Moon said he similarly uses his social media presence to share his ideas on policy and uses the feedback to craft legislation. Still, he acknowledged that the governor has an advantage.
“We’re a little bit handicapped here because the executive is a singular authority, one person,” Moon said. “We have a Senate president, a speaker of the House, the party apparatus. When we don’t have the governor’s mansion we can’t put a message out as easily, that one party message, it’s filtered out through 90 members of the House, the two chamber leaders. He’s using it very effectively.”
Trying to fight back
Lawmakers are finding a way to respond.
Last week when Hogan made comments on a radio program comparing the legislature to rowdy college students on spring break, Democratic lawmakers responded with a slew of Twitter responses about the work they were doing. The hashtag #NotSpringBreak trended on the social media platform in Maryland.
“You’re seeing more coordinated responses now,” Moon said. “It’s messier. It takes more time to work it out but I think you’ll see that increasingly.
Another concern for Democrats is what they call the spin in Hogan’s posts.
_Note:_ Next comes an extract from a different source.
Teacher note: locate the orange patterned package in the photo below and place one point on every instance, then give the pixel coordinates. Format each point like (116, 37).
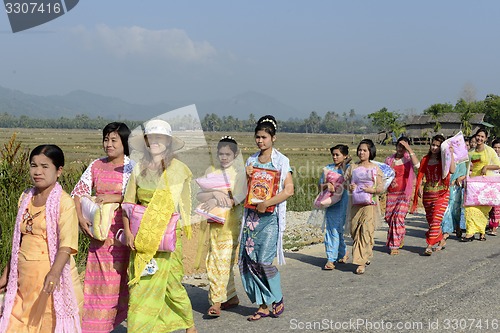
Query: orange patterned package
(261, 187)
Sen. Robert A. “Bobby” Zirkin expressed irritation earlier this month when Hogan pushed for the public to pressure legislators to sustain his veto of a controversial marijuana bill that was described in a Change Maryland meme as allowing “toking while driving” — the smoking of marijuana while behind the wheel.
Zirkin responded by calling the post inaccurate and at the time offered to explain the legislation to Hogan using emojis.
“It really has fundamentally altered debate to some extent because whereas the great part of it is that there’s a lot more transparency, there’s a lot more involvement from the citizenry, which is fabulous,” Zirkin said. “The negative side is there is a lot of misinformation that gets put out and it’s hard to combat it, it’s hard to rein it back in. Someone will say something and it can be fundamentally, completely false and it gets sent out as fact; there’s no way for somebody to say that didn’t actually happen.”